Skip nickte. »Danke, Paul. Ich werde Sie jetzt allein lassen.« Sie wollte sich den Tatort noch einmal ansehen. »Aber, Mrs. Hebert, Sie werden mit mir durchs Haus gehen müssen, wenn wir fertig sind, um nachzusehen, ob irgendwas fehlt. Können Sie vorläufig bei Freunden wohnen?«

»Ich könnte im Haus von Reed und Dennis bleiben – ich glaube nicht, daß es sie stören würde.« Fragend sah sie Grady an, die Hände in Brusthöhe, einem Präriehund nicht unähnlich. Allmählich sah sie müde und sehr verängstigt aus.

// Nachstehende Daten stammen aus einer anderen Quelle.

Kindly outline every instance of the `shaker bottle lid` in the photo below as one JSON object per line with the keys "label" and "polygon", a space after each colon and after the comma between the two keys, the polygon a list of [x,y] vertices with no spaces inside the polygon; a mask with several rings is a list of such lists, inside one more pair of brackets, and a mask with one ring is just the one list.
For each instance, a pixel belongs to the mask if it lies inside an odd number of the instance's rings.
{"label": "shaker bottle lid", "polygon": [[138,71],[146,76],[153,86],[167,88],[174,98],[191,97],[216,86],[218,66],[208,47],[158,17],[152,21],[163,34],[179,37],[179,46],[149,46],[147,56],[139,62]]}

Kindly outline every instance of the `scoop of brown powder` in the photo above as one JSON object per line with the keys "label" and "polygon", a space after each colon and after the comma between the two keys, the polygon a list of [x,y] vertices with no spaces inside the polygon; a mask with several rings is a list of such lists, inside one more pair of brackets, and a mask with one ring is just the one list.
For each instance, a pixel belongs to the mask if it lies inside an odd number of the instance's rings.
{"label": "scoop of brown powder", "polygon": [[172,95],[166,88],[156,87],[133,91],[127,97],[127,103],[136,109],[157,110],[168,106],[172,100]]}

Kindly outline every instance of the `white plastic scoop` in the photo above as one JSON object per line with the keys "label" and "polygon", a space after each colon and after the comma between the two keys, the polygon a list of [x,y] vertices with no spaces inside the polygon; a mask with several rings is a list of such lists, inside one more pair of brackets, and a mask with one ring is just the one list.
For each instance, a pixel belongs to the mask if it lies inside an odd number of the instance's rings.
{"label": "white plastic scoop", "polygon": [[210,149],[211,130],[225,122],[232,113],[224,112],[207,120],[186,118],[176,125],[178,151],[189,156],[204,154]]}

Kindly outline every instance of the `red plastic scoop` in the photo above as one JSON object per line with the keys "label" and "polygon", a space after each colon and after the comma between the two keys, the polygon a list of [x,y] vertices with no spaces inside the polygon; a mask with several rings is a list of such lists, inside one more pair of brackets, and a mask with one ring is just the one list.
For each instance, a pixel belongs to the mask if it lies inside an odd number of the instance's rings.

Skip nahm an, daß der Schock nachließ.

Grady sagte: »Meine Bude ist sicher nicht das richtige.«

»Meinst du, du könntest vielleicht...« Sie brach ab, wollte offenbar vermeiden, ihren Sohn um einen Gefallen bitten zu müssen.

Grady warf Nina einen hilfesuchenden Blick zu, aber sie ignorierte ihn. Schließlich sagte er: »Ja, Mutter, ich bleibe bei dir«, und das klang nicht annähernd so sanft, wie die Umstände es verlangt hätten. Zu Skip sagte er: »Darf ich sie zu mir bringen und wieder zurückbringen, wenn Sie anrufen?«

»Sicher, aber noch eins: Können Sie Reeds und Dennis’ Auto hier irgendwo entdecken?«

Er ging mit Skip die Straße entlang. »Es ist nicht da.«

»Nein?«

»Es ist ein beigefarbener Mercedes – sehen Sie irgendwo einen?«

Das war nicht der Fall. Sie gab allen ihre Karte, bat anzurufen, sobald sie von Reed oder Dennis hörten, verabschiedete sich dann und ging ins Haus.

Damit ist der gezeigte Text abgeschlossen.